Click Here to go Back.
Presents

A Generic Approach to EDI Using XML

I. Overview

EDI (Electronic Data Interchange) is the mechanism by which data is transferred electronically between systems. This usually takes the form of files packed in record format. Data records are typically fixed length data streams separated by control characters or record markers.

In most cases businesses solve the problem of bringing data into or out of their system via custom programs or applications. In almost all cases the programs are completely custom to the data being transferred. Moreover, in almost all cases the BUSINESS LOGIC is embedded within these programs. What this usually means is that a data field that has a relationship to another field within the same record (or has to be a certain type) is operated on within the custom program. Worse, the relationship to the data storage device (typically a database) is hardcoded within the program. Ultimately what this means is that if a program writes data to table MYTABLE, then adding, subtracting, or changing a column definition in MYTABLE requires a change to the program. Finally, most of these applications are also plain and standard Windows programs -- i.e. a human operator is required to click a button, initiate transfer, etc.

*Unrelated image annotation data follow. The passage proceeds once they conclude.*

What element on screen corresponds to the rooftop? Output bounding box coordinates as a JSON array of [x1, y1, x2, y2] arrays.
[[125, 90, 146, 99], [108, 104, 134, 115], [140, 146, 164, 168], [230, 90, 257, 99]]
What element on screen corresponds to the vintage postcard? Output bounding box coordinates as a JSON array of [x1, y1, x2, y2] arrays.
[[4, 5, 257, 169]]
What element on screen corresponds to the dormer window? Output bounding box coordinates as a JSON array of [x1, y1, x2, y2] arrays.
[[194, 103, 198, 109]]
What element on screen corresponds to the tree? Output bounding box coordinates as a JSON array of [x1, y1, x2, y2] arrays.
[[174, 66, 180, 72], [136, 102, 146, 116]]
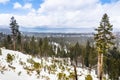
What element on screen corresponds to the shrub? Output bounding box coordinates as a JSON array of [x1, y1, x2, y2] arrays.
[[6, 54, 14, 63], [85, 74, 93, 80]]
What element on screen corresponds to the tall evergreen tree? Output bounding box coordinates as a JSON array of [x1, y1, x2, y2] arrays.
[[94, 14, 115, 80], [10, 17, 20, 50], [84, 41, 91, 67]]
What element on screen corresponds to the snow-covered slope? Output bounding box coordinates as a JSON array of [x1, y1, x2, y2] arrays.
[[0, 48, 98, 80]]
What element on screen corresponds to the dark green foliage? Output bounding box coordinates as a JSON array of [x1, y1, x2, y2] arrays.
[[85, 75, 93, 80], [94, 14, 115, 80], [10, 17, 20, 50], [84, 41, 91, 67], [104, 48, 120, 80], [33, 62, 41, 69], [0, 49, 2, 55], [94, 14, 115, 54], [6, 54, 14, 63]]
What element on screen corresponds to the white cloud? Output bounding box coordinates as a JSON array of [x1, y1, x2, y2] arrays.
[[13, 2, 32, 9], [0, 0, 120, 28], [0, 0, 9, 4], [23, 3, 32, 9], [13, 2, 22, 9]]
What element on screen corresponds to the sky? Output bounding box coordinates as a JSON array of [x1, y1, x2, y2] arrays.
[[0, 0, 120, 32]]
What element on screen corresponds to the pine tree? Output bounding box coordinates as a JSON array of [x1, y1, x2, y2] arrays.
[[84, 41, 91, 67], [94, 14, 115, 80], [10, 17, 20, 50]]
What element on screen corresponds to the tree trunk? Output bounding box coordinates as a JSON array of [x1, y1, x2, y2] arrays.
[[98, 53, 103, 80], [74, 65, 78, 80]]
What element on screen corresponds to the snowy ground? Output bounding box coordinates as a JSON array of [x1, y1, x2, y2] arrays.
[[0, 48, 98, 80]]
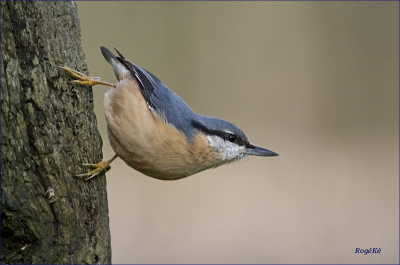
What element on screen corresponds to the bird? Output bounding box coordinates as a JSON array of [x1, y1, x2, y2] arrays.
[[59, 46, 278, 180]]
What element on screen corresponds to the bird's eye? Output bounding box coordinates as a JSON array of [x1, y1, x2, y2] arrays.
[[228, 133, 236, 143]]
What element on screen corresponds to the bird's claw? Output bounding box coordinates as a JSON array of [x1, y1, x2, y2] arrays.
[[75, 161, 111, 181], [57, 66, 115, 87]]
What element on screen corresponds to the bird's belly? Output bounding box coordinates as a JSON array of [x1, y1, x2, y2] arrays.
[[104, 79, 215, 180]]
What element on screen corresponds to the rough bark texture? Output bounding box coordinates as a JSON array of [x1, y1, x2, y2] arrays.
[[1, 1, 111, 263]]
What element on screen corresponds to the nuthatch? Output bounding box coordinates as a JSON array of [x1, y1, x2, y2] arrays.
[[60, 46, 278, 180]]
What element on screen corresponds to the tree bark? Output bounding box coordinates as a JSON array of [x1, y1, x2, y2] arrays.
[[1, 1, 111, 264]]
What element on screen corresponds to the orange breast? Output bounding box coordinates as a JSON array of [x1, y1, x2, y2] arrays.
[[104, 78, 220, 180]]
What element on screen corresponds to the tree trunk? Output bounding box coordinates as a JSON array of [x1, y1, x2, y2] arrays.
[[1, 1, 111, 264]]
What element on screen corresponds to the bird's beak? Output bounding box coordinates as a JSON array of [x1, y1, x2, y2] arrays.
[[246, 145, 278, 156]]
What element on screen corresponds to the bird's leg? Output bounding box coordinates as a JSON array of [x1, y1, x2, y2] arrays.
[[57, 66, 115, 87], [75, 155, 118, 180]]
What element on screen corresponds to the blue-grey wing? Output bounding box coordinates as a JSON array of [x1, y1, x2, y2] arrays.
[[117, 53, 197, 139]]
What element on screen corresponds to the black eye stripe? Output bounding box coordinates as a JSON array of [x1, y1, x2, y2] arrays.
[[191, 121, 249, 146]]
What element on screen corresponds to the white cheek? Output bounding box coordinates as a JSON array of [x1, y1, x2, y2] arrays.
[[112, 60, 130, 80], [207, 135, 247, 163]]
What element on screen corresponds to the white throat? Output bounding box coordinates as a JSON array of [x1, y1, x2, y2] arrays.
[[207, 135, 248, 163]]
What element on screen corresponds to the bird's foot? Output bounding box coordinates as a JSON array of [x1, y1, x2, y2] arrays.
[[57, 66, 115, 87], [75, 161, 111, 180], [75, 155, 118, 180]]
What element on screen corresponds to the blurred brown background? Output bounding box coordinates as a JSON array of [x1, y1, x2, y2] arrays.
[[77, 2, 399, 263]]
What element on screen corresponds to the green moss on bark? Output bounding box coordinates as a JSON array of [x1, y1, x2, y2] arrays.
[[1, 1, 111, 263]]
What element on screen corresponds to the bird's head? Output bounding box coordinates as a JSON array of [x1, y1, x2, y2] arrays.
[[192, 116, 278, 164]]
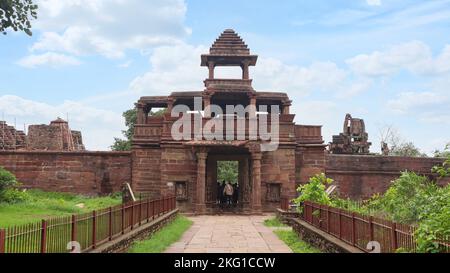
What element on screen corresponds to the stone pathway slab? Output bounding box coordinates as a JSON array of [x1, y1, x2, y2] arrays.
[[165, 215, 292, 253]]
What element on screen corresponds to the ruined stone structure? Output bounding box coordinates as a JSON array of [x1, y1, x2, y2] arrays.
[[0, 118, 85, 151], [0, 121, 26, 151], [132, 30, 325, 213], [0, 30, 450, 210], [329, 114, 372, 154]]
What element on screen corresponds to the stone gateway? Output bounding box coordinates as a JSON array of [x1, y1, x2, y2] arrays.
[[132, 29, 326, 214]]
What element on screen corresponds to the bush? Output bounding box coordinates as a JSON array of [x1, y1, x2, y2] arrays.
[[0, 167, 18, 192], [0, 189, 30, 204], [0, 167, 28, 203], [293, 173, 333, 208]]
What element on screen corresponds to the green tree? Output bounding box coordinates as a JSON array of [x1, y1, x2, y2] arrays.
[[434, 143, 450, 157], [0, 0, 38, 36], [432, 143, 450, 177], [217, 161, 239, 184], [294, 173, 333, 209], [111, 108, 166, 151], [389, 142, 427, 157]]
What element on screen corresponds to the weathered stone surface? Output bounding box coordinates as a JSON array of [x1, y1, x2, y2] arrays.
[[0, 151, 131, 195]]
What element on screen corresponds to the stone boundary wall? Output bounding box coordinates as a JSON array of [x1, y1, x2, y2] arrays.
[[288, 218, 364, 253], [87, 209, 178, 253], [325, 154, 450, 199], [0, 151, 131, 195]]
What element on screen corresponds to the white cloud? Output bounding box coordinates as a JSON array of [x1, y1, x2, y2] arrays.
[[130, 44, 370, 97], [31, 0, 190, 58], [387, 92, 448, 113], [17, 52, 81, 68], [366, 0, 381, 6], [0, 95, 123, 150], [346, 41, 450, 77]]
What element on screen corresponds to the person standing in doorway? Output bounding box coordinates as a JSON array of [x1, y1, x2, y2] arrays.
[[223, 182, 234, 206]]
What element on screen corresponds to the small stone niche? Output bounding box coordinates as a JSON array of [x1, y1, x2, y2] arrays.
[[175, 181, 188, 201], [266, 182, 281, 202]]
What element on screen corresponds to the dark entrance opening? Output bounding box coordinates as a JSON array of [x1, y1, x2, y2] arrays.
[[206, 149, 251, 213], [217, 161, 239, 209]]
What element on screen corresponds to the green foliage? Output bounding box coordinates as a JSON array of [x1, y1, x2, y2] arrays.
[[217, 161, 239, 184], [111, 108, 166, 151], [274, 230, 321, 253], [434, 143, 450, 158], [0, 189, 122, 227], [0, 167, 28, 203], [389, 142, 427, 157], [128, 215, 192, 253], [0, 189, 30, 204], [367, 172, 440, 224], [264, 217, 287, 227], [293, 173, 333, 205], [316, 172, 450, 252], [432, 144, 450, 177], [111, 108, 137, 151], [0, 0, 38, 36], [0, 167, 18, 192]]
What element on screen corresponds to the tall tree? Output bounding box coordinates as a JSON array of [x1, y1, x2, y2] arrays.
[[0, 0, 38, 36], [379, 125, 427, 157]]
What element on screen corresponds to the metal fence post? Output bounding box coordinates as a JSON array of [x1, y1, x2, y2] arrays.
[[122, 203, 125, 234], [130, 202, 134, 230], [92, 210, 97, 248], [147, 198, 150, 223], [391, 223, 398, 252], [338, 209, 342, 239], [326, 206, 330, 233], [369, 216, 375, 242], [41, 220, 47, 253], [108, 207, 113, 241], [138, 199, 142, 226], [152, 200, 155, 220], [0, 228, 6, 253], [70, 214, 77, 251], [352, 212, 356, 246]]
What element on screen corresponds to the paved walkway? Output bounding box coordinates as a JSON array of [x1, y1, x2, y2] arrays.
[[166, 215, 292, 253]]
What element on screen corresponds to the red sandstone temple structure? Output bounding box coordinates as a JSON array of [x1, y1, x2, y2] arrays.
[[0, 118, 85, 151], [0, 30, 450, 210], [132, 29, 326, 214]]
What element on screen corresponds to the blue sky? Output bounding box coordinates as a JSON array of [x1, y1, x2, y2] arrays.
[[0, 0, 450, 153]]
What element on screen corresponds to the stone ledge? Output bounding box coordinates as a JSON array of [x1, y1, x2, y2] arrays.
[[86, 209, 178, 253], [289, 218, 365, 253]]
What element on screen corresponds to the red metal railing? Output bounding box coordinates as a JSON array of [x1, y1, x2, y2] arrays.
[[0, 194, 176, 253], [280, 197, 290, 211], [301, 201, 450, 253]]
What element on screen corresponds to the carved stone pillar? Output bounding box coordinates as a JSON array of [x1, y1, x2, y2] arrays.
[[203, 95, 211, 118], [282, 102, 291, 115], [241, 61, 250, 80], [136, 104, 146, 124], [195, 150, 208, 214], [252, 152, 262, 213], [208, 62, 216, 80]]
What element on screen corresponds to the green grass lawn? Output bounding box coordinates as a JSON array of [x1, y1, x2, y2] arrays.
[[0, 190, 122, 227], [274, 230, 321, 253], [264, 217, 287, 227], [128, 215, 192, 253]]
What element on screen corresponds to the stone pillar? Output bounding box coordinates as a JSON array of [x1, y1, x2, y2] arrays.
[[241, 61, 250, 80], [252, 152, 262, 213], [281, 102, 291, 115], [195, 150, 208, 214], [203, 95, 211, 118], [208, 62, 216, 80], [136, 104, 146, 124]]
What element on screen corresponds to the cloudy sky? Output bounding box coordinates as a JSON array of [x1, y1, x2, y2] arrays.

Besides being difficult to automate, this style of program solution virtually eliminates cross platform use as well as eventual paradigm changes like web based transaction processing.

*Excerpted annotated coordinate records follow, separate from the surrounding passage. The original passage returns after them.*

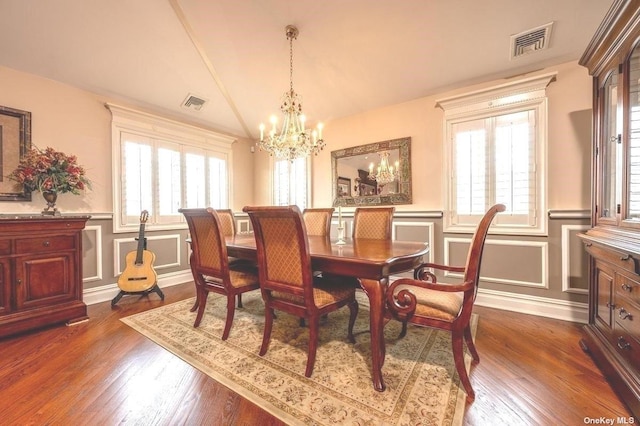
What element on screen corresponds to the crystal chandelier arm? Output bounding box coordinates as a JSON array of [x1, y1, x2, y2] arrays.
[[256, 25, 325, 161]]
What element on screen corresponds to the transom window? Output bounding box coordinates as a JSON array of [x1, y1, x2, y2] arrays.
[[438, 74, 555, 234], [109, 105, 233, 232]]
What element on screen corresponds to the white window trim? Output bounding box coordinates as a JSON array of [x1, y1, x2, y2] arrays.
[[436, 73, 557, 235], [105, 103, 236, 233]]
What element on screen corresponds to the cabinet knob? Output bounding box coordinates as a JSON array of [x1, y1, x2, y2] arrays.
[[618, 308, 631, 320], [618, 336, 631, 350]]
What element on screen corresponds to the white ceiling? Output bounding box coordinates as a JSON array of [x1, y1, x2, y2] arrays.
[[0, 0, 613, 138]]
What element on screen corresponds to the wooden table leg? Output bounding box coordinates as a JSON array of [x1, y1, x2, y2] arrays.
[[360, 279, 386, 392], [189, 252, 200, 312]]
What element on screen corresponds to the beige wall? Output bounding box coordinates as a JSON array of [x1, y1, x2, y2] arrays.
[[312, 62, 591, 211], [0, 67, 254, 214]]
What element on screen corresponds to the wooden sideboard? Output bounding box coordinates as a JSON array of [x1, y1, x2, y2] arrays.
[[0, 215, 89, 337], [580, 0, 640, 419]]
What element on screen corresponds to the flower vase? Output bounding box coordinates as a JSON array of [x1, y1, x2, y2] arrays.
[[42, 192, 60, 216]]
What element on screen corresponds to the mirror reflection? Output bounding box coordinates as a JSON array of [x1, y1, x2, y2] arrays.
[[331, 138, 411, 206]]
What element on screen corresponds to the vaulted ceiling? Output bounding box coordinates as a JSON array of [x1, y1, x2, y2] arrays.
[[0, 0, 613, 138]]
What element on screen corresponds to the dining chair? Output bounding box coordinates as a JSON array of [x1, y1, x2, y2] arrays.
[[302, 207, 335, 237], [178, 208, 260, 340], [322, 207, 396, 288], [386, 204, 505, 402], [352, 207, 395, 240], [216, 209, 256, 268], [243, 206, 358, 377]]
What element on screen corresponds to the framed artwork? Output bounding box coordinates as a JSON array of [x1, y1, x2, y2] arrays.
[[0, 106, 31, 201], [338, 177, 351, 197]]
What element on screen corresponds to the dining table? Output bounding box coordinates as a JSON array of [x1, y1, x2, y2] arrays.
[[226, 233, 429, 392]]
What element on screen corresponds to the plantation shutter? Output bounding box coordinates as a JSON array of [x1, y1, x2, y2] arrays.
[[153, 142, 182, 223], [451, 110, 536, 230], [120, 133, 155, 224], [273, 158, 309, 210]]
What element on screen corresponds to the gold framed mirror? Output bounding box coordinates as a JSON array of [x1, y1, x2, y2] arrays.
[[331, 137, 412, 207]]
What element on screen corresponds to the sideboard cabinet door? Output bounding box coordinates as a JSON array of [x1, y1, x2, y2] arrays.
[[0, 215, 89, 337]]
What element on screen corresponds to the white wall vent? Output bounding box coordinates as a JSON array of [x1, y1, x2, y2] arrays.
[[511, 22, 553, 59], [182, 93, 207, 111]]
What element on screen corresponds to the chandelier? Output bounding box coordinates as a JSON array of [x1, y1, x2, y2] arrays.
[[256, 25, 325, 161], [369, 151, 400, 185]]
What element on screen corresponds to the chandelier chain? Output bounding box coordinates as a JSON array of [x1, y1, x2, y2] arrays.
[[256, 25, 325, 161]]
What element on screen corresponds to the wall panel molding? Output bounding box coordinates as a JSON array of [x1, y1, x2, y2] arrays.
[[561, 225, 591, 294], [391, 220, 435, 263], [444, 237, 549, 289], [82, 225, 103, 283]]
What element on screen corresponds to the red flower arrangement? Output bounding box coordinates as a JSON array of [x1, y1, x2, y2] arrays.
[[7, 147, 91, 195]]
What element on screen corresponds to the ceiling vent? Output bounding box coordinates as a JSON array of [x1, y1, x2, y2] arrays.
[[511, 22, 553, 59], [182, 93, 207, 111]]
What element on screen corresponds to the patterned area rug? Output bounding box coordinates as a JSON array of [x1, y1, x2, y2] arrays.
[[122, 291, 477, 425]]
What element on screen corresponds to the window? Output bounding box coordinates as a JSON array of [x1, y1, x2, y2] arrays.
[[108, 105, 233, 232], [273, 158, 311, 211], [438, 74, 555, 234]]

There is a much easier way to solve EDI issues.

A better approach to EDI should have the following attributes by definition:

  1. Ability to change with new requirements without reprogramming.
  2. Centralized business logic.
  3. Ability to modify business logic without programming.
  4. Full automation capability.

The processing approach outlined in this document meets these requirements. Alstonlabs.com has created a series of field proven applets and techniques that can reduce your EDI development time to practically zero.


II. The Approach

This approach relies on dual asynchronous state machines and (possible) multiple process timers to allow full automation. Any data file that comes to the business can be handled with this setup; each of the steps data undergoes is handled by applets (small applications that handle a single function.) The thrust of this approach is twofold: First, none of the data needs to be handled by humans and can be completely automated with built-in error recovery / handling. Second, this method is multi-tier by design thus allowing web-based implementation and other web-centric uses beyond the original scope of the design. This processing method meets the overall goal of keeping all business rules at the target database side and all non target-specific processing generic.

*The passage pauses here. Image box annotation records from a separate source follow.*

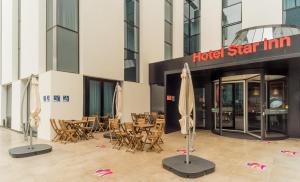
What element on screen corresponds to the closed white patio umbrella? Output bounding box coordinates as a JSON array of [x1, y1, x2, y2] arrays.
[[30, 77, 41, 128], [116, 83, 122, 119], [178, 64, 195, 162]]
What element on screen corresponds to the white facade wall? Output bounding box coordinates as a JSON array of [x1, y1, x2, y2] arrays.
[[38, 71, 83, 140], [173, 0, 184, 58], [20, 0, 46, 79], [200, 0, 222, 52], [242, 0, 282, 29], [1, 0, 18, 84], [79, 0, 124, 80]]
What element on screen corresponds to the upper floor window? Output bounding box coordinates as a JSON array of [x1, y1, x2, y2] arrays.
[[46, 0, 79, 73], [184, 0, 201, 55], [222, 0, 242, 47], [124, 0, 140, 82], [165, 0, 173, 59], [282, 0, 300, 26]]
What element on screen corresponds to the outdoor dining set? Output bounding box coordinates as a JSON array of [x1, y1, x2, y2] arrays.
[[50, 112, 165, 152]]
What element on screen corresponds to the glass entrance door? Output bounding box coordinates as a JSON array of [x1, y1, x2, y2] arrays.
[[194, 88, 206, 128], [215, 82, 244, 131], [247, 75, 262, 138]]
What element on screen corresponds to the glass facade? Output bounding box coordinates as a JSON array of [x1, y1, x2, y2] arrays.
[[232, 25, 300, 45], [46, 0, 79, 73], [84, 77, 116, 116], [184, 0, 201, 55], [165, 0, 173, 59], [282, 0, 300, 26], [124, 0, 140, 82], [222, 0, 242, 47]]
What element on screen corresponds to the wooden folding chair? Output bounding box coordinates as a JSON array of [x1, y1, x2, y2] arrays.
[[147, 119, 165, 152], [110, 119, 126, 150], [124, 122, 143, 153], [151, 118, 166, 143], [50, 119, 63, 142], [82, 116, 97, 138], [59, 120, 77, 143]]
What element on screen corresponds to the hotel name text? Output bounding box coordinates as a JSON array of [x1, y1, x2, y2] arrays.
[[193, 37, 291, 63]]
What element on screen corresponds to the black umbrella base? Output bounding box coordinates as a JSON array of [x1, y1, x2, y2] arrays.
[[103, 132, 117, 140], [162, 155, 216, 178], [8, 144, 52, 158]]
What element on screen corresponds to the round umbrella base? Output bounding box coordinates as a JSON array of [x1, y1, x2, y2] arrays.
[[8, 144, 52, 158], [103, 132, 117, 140], [162, 155, 216, 178]]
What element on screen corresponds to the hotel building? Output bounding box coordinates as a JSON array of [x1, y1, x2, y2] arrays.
[[0, 0, 300, 140]]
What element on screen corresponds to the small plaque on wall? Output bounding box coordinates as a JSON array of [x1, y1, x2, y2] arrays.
[[53, 95, 60, 102], [63, 95, 70, 102]]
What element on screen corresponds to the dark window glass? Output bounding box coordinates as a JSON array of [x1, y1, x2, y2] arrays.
[[282, 0, 300, 26], [57, 0, 78, 32], [124, 0, 139, 82], [165, 22, 172, 44], [223, 0, 242, 8], [223, 3, 242, 25], [57, 27, 79, 73], [165, 0, 173, 23], [184, 0, 201, 55], [46, 0, 79, 73], [223, 24, 242, 46], [164, 0, 173, 59], [222, 0, 242, 47], [165, 43, 172, 59], [191, 18, 200, 36]]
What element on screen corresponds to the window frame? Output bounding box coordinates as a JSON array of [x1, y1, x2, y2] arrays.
[[221, 0, 243, 47]]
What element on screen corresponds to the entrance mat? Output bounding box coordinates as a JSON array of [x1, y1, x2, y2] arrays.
[[176, 149, 195, 155], [261, 141, 272, 144], [247, 162, 267, 171], [95, 169, 112, 177], [162, 155, 216, 178], [281, 150, 298, 157]]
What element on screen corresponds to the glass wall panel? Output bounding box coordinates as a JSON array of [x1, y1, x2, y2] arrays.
[[88, 80, 101, 115], [57, 0, 78, 32], [223, 0, 242, 7], [46, 0, 79, 73], [223, 24, 242, 46], [164, 0, 173, 59], [223, 3, 242, 25], [124, 0, 139, 82], [46, 28, 56, 71], [56, 27, 79, 73], [184, 0, 201, 55], [222, 0, 246, 47], [103, 82, 115, 115]]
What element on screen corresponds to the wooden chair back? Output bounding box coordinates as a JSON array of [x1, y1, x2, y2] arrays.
[[136, 118, 147, 124], [81, 116, 88, 121], [131, 113, 137, 123]]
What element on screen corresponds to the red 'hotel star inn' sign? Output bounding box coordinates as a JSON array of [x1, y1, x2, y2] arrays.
[[193, 37, 291, 63]]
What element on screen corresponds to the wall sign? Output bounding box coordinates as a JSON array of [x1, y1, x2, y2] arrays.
[[193, 37, 291, 63], [53, 95, 60, 102], [63, 95, 70, 102], [167, 95, 175, 102]]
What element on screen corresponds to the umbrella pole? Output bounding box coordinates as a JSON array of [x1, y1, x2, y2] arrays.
[[185, 65, 190, 164]]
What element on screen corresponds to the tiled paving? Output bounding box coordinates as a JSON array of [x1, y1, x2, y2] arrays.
[[0, 128, 300, 182]]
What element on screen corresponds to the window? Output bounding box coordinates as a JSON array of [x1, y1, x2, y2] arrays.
[[184, 0, 201, 55], [84, 77, 116, 116], [222, 0, 242, 47], [165, 0, 173, 59], [124, 0, 140, 82], [46, 0, 79, 73], [282, 0, 300, 26]]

In general what happens in this process is as follows:

(Not business specific)

  • 1. Recognize the data file; separate the records to like fixed-length units.
  • 2. Turn the fixed length data to XML.
  • 3. Load the XML to a temp table on the database.
(Business specific)
  • 4. Execute a stored procedure to handle the data; optionally generate report.
(Not business specific)
  • 5. Seek report data and create HTML report.
  • 6. Transit the report (email, fax, web, etc.)

Note that the only business rules are in the stored procedures that handle the data and create reports (step 4); even the post-process phases aren't business specific.

The key to the process is the use of XML: data in files is parsed generically and assigned to tags, and these tags allow a generic loader to populate specific temp table columns on the target. After the load, what's sitting on the target is now a DB friendly version of the original file contents; this allows stored procedures etc. to operate on the data. Until then the meaning of the data has been ignored, thus the data itself is actually "handled" solely at the target. In this manner business specific logic is separated from the processing and handled from a central location. If you have n file processes operating simultaneously, each works the same way, and all business logic resides on the target.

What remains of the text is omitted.